Whether or not the global economy risks entering a broadly deflationary environment is a subject of discussion here at GaveKal—we will publish a debate on the matter later this week. What is less controversial is the fact that purveyors of consumer goods operate in an era when global competition and manufacturing enhancement is constantly eroding pricing power. And yet the impact of these forces is not all negative.
This is because on one side of the ledger, companies face falling average selling prices; on the other side is a remarkably malleable cost environment. Thanks to just-in-time inventory systems, robot-run warehouses and disciplined wage demands, it is very possible to manage costs even sale prices are being driven lower. Will Denyer and Tan Kai Xian highlighted this point a paper last week on why the US profit share in US national income will remain at current above-the-mean levels for the foreseeable future. Pressure for higher wages remains especially muted in large part due to disinflationary pressures from technology and globalization.

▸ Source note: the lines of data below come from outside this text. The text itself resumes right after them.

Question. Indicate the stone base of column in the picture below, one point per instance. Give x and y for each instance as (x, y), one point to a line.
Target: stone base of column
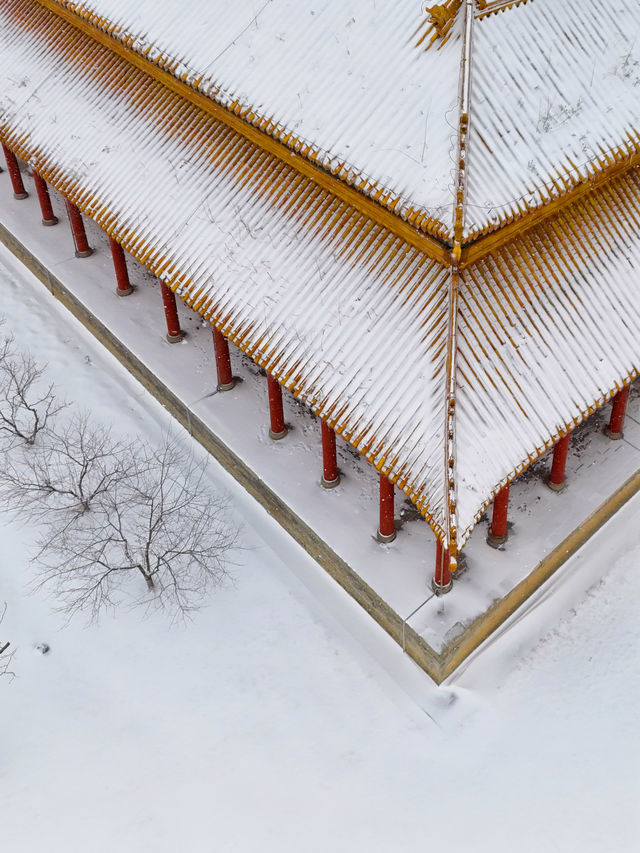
(614, 436)
(276, 436)
(330, 484)
(385, 537)
(496, 541)
(175, 339)
(441, 590)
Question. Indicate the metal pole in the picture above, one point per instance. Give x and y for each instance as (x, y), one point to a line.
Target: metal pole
(499, 529)
(442, 576)
(83, 250)
(42, 190)
(124, 287)
(13, 168)
(174, 332)
(386, 529)
(223, 361)
(330, 473)
(618, 411)
(556, 479)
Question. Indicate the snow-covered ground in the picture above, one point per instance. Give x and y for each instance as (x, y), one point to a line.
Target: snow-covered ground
(344, 518)
(282, 718)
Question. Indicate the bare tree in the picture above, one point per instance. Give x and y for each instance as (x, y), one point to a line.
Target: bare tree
(5, 657)
(73, 468)
(27, 404)
(160, 524)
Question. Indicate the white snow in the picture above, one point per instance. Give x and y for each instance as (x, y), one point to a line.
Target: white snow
(401, 572)
(283, 719)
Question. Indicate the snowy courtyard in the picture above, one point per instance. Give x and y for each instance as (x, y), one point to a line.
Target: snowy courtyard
(281, 718)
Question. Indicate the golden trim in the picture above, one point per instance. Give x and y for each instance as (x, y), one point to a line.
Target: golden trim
(432, 247)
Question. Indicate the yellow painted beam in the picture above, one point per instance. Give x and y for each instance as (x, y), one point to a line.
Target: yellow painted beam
(436, 249)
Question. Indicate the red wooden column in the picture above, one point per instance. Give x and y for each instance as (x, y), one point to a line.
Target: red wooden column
(498, 532)
(387, 528)
(330, 473)
(223, 361)
(442, 577)
(13, 168)
(174, 332)
(278, 428)
(618, 411)
(556, 479)
(83, 250)
(42, 190)
(124, 287)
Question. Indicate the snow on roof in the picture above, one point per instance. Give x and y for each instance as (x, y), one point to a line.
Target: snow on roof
(342, 311)
(555, 90)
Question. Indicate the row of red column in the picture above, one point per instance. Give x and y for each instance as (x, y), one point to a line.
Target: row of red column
(498, 530)
(81, 244)
(499, 527)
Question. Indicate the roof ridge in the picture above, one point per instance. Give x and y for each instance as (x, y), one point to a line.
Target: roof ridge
(460, 189)
(346, 173)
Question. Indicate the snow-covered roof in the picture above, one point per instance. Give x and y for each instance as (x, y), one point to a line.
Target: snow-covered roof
(363, 89)
(340, 309)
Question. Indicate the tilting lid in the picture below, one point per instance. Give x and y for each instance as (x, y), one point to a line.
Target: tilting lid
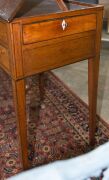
(9, 8)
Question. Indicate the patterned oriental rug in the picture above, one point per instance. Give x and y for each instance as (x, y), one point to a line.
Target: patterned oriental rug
(58, 130)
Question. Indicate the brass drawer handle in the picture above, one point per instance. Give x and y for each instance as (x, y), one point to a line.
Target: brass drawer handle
(64, 24)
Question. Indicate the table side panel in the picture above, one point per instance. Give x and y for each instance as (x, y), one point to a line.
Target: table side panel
(53, 29)
(58, 54)
(4, 58)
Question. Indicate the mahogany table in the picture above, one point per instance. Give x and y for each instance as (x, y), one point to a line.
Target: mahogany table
(37, 36)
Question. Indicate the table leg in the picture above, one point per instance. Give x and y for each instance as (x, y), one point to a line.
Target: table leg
(93, 70)
(20, 108)
(41, 87)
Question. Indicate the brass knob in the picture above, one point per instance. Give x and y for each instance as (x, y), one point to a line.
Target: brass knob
(64, 24)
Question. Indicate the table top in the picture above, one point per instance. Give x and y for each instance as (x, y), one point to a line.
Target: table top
(10, 9)
(39, 7)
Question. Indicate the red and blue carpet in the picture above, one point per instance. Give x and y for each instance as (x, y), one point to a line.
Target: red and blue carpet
(58, 131)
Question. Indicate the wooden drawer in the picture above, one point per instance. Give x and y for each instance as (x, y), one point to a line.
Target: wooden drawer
(57, 54)
(4, 58)
(52, 29)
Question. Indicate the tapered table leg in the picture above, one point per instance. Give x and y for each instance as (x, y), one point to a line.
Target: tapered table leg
(93, 70)
(20, 108)
(41, 87)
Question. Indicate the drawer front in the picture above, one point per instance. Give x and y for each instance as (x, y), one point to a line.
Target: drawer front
(4, 58)
(52, 29)
(58, 54)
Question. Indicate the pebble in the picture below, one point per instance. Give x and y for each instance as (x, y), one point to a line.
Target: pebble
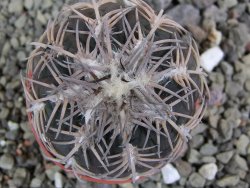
(225, 157)
(6, 162)
(196, 180)
(19, 176)
(194, 156)
(15, 6)
(216, 14)
(58, 180)
(208, 149)
(211, 58)
(185, 14)
(208, 171)
(226, 129)
(170, 174)
(28, 4)
(242, 143)
(184, 168)
(227, 68)
(20, 22)
(241, 162)
(228, 181)
(13, 126)
(233, 88)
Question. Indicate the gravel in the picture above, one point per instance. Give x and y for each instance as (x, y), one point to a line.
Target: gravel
(219, 153)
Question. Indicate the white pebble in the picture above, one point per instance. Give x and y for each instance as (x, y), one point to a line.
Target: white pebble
(211, 58)
(170, 174)
(208, 171)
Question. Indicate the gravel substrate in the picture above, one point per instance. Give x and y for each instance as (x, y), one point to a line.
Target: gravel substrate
(219, 152)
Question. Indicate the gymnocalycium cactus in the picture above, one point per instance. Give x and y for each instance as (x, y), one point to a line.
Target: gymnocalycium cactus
(114, 89)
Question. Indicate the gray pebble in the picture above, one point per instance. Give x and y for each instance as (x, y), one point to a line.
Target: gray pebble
(208, 171)
(227, 68)
(194, 156)
(15, 6)
(208, 149)
(4, 112)
(225, 157)
(196, 180)
(184, 14)
(21, 21)
(216, 14)
(19, 176)
(233, 88)
(184, 168)
(226, 129)
(6, 162)
(197, 141)
(241, 162)
(242, 143)
(228, 181)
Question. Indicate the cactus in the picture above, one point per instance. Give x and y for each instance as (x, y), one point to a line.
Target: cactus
(113, 90)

This is not to underestimate the disruption caused by the rise of online distribution channels. Big name retailers such as Circuit City have gone to the wall, while the music and publishing industries have seen their entire operating model turned upside down. Yet as a broad group, bricks and mortar retailers are not doing too shabby. The S&P retail index enjoyed an average operating margin of about 8% in the past decade, compared to 6% in the prior decade. WalMart is one of the ten highest-earning US companies and despite recent earnings disappointments, on Friday the stock was driven to a new high.

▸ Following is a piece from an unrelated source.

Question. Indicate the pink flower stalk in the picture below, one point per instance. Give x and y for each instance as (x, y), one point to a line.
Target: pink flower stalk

The biggest challenge looking forward for companies is not profit margins – the labor squeeze looks very long term – but rather revenues. Efficiency after all has a downside: robot-run production lines do not clock off shift and buy consumer goods. This could explain why investors are willing to bid up stocks that have the increasingly rare status of strong revenue growth, like Amazon. The symbol is as potent as it is unnerving: the new “scarcity play” may just be revenues.